If you’re like most Australians, you might be surprised at how well you are doing.
But if you’re trying to turn around your family farm or sell it, there’s one thing you need to know: it’s a very difficult task.
“There are no shortcuts, you can’t be an idiot and make a million dollars in two years,” says Julie Lillis, the chief executive of family farm and tourism company Travis Family Farm in New South Wales.
“You’ve got to be absolutely relentless.”
A new report by the Australian Financial Group (AFG) reveals the family farms industry in Australia has been in a downturn for the past six years.
Its report, Family Farm: The Biggest Business In The World, says the industry is facing a severe shortage of trained and experienced farmers and it’s becoming harder to recruit.
The report also reveals many farmers are struggling to keep their businesses running.
“We’ve lost more than 30 per cent of our farm-related jobs over the past two years, but we’re only getting ahead of ourselves,” says Lillies husband, Craig, the owner of Travis Farm.
The loss of farm jobs is not just an economic disaster for the family farmers industry, but also for the broader economy.
“The fact that we’re seeing such a large number of people who are not in the workforce right now means the economy as a whole is actually being dragged down by a loss of skills and talent,” says Mr Lillys.
Mr Lills family farm employs more than 800 people, mostly on his 40-acre property.
The company operates more than 70 farms in NSW and Queensland, with a combined annual turnover of $2.3 billion.
But there’s a problem: the majority of the workforce are out of work.
Many are now in temporary or part-time jobs and have little to no experience of farming.
“It’s a real concern for our staff, they’re struggling to get on and that’s really unfortunate,” says Craig.

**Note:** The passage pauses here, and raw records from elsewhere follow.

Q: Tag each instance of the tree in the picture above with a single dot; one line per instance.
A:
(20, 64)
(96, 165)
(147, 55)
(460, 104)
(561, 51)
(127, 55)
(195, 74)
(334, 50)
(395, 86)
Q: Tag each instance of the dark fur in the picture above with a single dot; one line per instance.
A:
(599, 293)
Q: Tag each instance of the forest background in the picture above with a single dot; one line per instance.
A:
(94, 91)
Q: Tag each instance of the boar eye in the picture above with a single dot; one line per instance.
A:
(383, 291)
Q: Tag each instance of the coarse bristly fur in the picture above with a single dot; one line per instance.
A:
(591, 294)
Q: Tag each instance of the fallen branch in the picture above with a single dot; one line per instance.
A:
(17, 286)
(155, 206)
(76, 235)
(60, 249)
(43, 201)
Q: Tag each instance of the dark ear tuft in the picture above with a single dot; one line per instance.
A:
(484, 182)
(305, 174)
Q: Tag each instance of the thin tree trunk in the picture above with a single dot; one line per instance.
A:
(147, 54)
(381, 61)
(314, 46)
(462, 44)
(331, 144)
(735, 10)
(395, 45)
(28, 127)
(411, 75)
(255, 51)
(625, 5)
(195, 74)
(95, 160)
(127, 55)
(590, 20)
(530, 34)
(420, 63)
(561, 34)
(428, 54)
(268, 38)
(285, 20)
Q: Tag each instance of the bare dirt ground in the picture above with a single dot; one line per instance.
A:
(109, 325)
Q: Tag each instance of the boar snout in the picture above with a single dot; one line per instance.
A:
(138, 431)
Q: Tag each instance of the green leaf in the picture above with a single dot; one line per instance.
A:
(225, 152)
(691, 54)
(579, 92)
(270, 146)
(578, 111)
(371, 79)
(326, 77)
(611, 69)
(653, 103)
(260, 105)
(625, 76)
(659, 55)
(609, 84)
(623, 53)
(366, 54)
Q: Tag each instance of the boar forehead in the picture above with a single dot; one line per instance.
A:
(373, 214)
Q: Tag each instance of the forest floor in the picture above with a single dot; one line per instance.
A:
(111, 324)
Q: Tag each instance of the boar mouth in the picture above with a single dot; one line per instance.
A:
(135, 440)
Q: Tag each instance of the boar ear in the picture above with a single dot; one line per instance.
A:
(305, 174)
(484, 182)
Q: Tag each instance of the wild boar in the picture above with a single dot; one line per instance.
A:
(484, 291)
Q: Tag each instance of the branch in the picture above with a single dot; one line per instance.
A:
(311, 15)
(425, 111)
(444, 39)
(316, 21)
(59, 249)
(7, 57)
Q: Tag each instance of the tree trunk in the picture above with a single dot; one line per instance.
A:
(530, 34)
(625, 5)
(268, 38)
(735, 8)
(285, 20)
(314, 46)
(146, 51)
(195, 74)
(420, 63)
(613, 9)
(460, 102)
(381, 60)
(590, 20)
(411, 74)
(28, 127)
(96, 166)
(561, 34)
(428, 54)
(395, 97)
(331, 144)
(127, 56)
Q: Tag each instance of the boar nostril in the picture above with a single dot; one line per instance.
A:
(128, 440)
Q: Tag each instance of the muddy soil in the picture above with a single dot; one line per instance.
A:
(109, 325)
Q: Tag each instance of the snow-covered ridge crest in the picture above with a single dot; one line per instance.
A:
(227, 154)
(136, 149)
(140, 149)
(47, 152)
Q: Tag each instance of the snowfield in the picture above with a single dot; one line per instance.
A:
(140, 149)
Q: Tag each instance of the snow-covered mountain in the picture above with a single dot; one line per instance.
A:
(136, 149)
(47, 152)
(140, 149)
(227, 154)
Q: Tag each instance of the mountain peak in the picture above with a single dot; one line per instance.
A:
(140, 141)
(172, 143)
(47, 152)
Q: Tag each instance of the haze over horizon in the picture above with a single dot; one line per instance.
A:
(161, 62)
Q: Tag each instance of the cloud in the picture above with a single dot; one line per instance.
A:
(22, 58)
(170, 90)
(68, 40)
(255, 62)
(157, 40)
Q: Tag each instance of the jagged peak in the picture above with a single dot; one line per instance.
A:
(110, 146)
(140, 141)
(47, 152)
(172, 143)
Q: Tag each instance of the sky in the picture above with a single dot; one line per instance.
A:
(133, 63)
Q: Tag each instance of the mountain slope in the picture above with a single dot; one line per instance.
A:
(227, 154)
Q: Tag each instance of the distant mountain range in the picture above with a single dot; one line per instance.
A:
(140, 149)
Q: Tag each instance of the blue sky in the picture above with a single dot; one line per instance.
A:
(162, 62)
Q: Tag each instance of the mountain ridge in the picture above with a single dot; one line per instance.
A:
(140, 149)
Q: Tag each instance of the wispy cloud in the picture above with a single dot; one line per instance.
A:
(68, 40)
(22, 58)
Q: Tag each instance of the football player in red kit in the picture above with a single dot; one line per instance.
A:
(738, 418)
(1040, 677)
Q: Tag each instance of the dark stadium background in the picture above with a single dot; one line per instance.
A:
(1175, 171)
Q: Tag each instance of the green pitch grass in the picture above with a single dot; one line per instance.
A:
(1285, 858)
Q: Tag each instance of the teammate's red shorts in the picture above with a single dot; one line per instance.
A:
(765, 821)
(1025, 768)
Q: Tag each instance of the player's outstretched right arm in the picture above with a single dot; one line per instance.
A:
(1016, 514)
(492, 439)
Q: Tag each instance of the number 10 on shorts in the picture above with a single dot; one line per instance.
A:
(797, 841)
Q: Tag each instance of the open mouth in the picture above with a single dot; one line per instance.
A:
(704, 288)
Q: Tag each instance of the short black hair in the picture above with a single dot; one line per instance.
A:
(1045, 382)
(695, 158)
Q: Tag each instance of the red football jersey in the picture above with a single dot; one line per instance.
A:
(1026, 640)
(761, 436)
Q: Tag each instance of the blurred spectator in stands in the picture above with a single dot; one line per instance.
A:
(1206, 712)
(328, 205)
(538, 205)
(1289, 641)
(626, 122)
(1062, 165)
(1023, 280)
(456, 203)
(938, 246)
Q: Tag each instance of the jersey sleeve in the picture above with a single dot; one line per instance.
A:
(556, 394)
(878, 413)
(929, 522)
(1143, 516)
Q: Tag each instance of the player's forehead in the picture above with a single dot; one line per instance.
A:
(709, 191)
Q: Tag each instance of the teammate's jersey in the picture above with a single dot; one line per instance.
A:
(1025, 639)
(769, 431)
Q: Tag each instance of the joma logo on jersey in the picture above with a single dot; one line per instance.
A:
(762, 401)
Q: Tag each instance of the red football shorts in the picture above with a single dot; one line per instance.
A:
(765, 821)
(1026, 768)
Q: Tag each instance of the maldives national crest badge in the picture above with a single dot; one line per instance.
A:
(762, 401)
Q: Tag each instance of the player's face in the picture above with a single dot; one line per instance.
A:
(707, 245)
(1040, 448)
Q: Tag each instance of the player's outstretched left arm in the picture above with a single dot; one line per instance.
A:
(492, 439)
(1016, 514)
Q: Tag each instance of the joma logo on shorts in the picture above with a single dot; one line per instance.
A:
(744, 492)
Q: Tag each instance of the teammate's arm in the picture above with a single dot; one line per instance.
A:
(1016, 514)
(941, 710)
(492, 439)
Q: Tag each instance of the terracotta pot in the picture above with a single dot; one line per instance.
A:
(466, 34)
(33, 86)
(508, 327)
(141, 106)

The main problem is the high cost of the land and training required to get the job done.
“I’d be lying if I said I wasn’t a little bit sceptical at the time that we were going to get through it,” says Ms Lillises husband, Mr Lopes.
“But it’s very hard work.
We’ve had to hire new staff, we’ve had new managers.
It’s really challenging.”
The family farm is not alone in this problem.
Many farmers are also facing difficulties finding workers, which is a problem for the industry as a business as well.
According to the AFG, family farms have seen a drop in new entrants to the industry in the past four years.
This is due to the economic downturn, a shortage of skilled farm workers and increased competition from other businesses.
In a recent report by research firm Gartner, more than one in three family farms were struggling to retain new staff in 2015.
“Our current crop of workers in the industry are either currently looking for full-time work or looking to take a break from family farming to get more income from the business,” the AFD report says.
“A large number are also in employment for less than a year.
The report found the Australian family farm sector was a “vulnerable sector” due to its high number of vacancies and the need to hire more staff. “
Family farms have also suffered from a lack of skilled and experienced staff.”
The report found the Australian family farm sector was a “vulnerable sector” due to its high number of vacancies and the need to hire more staff.
“Unskilled farm labour is an increasing concern across the industry, as it is increasingly the most cost-effective and efficient way to produce the food for local markets,” the report says, adding that “the industry has seen significant reductions in workforce in recent years, particularly in rural and regional areas.”
The AFG’s report comes after the Federal Government announced a plan last year to support family farms by creating an industry-wide support fund.
However, the funding was later scaled back to only cover training and job placement.
“For the first time in history, the Federal government is not investing in the community, and family farms are not receiving the same support,” says Julia Cawley, CEO of the Australian Farm Industry Association (AFIA).
“The Federal Government needs to ensure it spends its resources in a way that is aligned with the interests of farmers and their families.”
This is a stark contrast to the Government’s previous policy of providing up to $2 billion to support the sector.
“Farming is not the same as a service industry, so it is really important that we make sure we are investing in these industries in the best way possible,” says Cawleys husband, Bill.
“If we don’t do that, we’ll end up with a community that is going to be devastated by the loss of jobs and the economic disruption that will result.”